Integritas Badan Narkotika Nasional Provinsi (BNNP) Jawa Timur kini tengah berada di bawah mikroskop publik. Muncul dugaan kuat adanya praktik “pilih-pilih” fasilitas rehabilitasi bagi tersangka narkotika yang melibatkan anak pemilik jaringan bisnis hiburan ternama, Rasa Sayang Group.
Isu ini mencuat menyusul adanya dualisme surat penunjukan rehabilitasi terhadap empat orang residen yang diduga sarat akan kepentingan kekuatan finansial.
Berdasarkan data yang dihimpun, BNNP Jawa Timur pada mulanya telah menerbitkan surat penunjukan resmi yang mengarahkan keempat residen untuk menjalani rehabilitasi di Lembaga Rehabilitasi Pencegahan Penyalahgunaan Narkotika Bhayangkara Indonesia (LRPPN-BI).
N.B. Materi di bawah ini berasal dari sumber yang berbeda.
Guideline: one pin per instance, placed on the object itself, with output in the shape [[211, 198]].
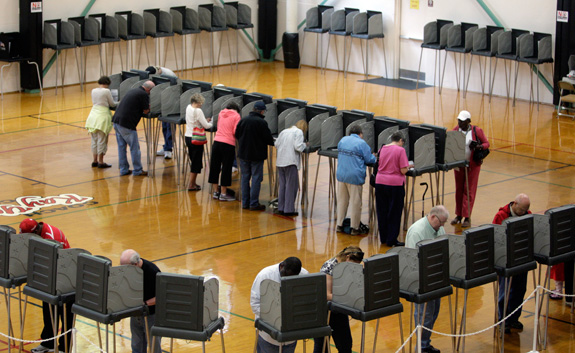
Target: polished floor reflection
[[45, 151]]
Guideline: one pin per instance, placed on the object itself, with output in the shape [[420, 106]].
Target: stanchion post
[[74, 341], [536, 321], [419, 329]]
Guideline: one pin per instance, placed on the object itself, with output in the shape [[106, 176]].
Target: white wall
[[532, 15], [62, 9], [403, 28]]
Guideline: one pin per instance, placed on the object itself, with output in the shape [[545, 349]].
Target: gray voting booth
[[333, 129], [294, 309], [368, 292], [52, 276], [13, 268], [513, 255], [421, 142], [187, 308], [423, 272], [471, 264], [554, 243], [108, 294]]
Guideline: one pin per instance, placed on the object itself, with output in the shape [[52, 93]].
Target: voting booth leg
[[22, 323], [99, 334], [419, 69], [154, 343], [63, 330], [505, 301], [463, 328], [221, 338], [10, 329], [54, 316], [315, 184], [150, 348], [114, 337], [540, 307]]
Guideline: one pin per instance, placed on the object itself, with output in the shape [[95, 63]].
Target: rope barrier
[[35, 341], [407, 340], [531, 295], [88, 340]]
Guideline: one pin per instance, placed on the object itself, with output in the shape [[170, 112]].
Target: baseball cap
[[260, 106], [28, 226], [464, 115]]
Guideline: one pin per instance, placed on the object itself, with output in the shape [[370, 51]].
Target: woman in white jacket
[[289, 144], [195, 118]]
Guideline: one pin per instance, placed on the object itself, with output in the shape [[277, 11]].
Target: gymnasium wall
[[403, 28]]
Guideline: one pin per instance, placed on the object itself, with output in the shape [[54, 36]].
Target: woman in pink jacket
[[224, 152], [475, 140]]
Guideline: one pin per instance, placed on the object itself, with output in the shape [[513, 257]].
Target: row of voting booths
[[433, 150], [296, 308], [186, 306], [101, 29]]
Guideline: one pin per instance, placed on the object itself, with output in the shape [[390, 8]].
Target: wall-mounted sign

Prosedur administrasi pun sejatinya telah tuntas. Dilengkapi dengan Berita Acara Serah Terima (BAST), para residen bahkan sudah menghabiskan malam pertama di fasilitas tersebut. Namun, kejanggalan muncul pada siang hari berikutnya.
Dilansir berita keadilan, Seorang oknum anggota BNNP berinisial S bersama tim mendatangi LRPPN-BI dengan membawa surat penunjukan baru. Tanpa transparansi yang jelas, keempat residen tersebut “dijemput paksa” untuk dipindahkan ke rumah rehabilitasi Orbit.
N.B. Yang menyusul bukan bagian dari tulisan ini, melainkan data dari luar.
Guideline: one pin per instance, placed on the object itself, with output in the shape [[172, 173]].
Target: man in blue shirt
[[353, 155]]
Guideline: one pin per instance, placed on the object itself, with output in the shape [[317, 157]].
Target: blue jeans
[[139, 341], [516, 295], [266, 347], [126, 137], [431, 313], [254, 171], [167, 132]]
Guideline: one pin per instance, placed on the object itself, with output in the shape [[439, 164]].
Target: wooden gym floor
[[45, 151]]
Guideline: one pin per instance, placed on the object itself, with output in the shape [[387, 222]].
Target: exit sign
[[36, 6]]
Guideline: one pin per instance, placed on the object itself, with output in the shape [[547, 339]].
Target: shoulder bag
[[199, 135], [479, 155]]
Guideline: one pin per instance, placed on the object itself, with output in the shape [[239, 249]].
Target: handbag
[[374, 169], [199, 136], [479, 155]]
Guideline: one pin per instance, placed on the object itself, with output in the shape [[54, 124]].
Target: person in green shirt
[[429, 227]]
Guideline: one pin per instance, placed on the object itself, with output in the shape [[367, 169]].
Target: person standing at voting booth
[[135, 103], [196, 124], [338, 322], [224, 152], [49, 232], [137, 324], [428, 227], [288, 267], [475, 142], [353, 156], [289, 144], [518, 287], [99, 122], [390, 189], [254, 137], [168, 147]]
Kondisi ini menimbulkan tanda tanya besar mengenai kekuatan hukum BAST yang telah ditandatangani sebelumnya. Saat dikonfirmasi mengenai keberadaan dua surat dengan tujuan berbeda tersebut, Kepala Bidang Pemberantasan dan Intelijen BNNP Jawa Timur, Muhammad Suhanda, memberikan jawaban yang memantik paradoks.
“Surat penunjukan hanya dikeluarkan satu kali saja,” tegas Suhanda saat dihubungi oleh awak media.
Pernyataan tersebut justru memperkeruh spekulasi. Jika otoritas resmi hanya mengeluarkan satu surat, maka legalitas penjemputan residen yang dilakukan oleh tim S ke panti rehabilitasi kedua menjadi dipertanyakan secara hukum.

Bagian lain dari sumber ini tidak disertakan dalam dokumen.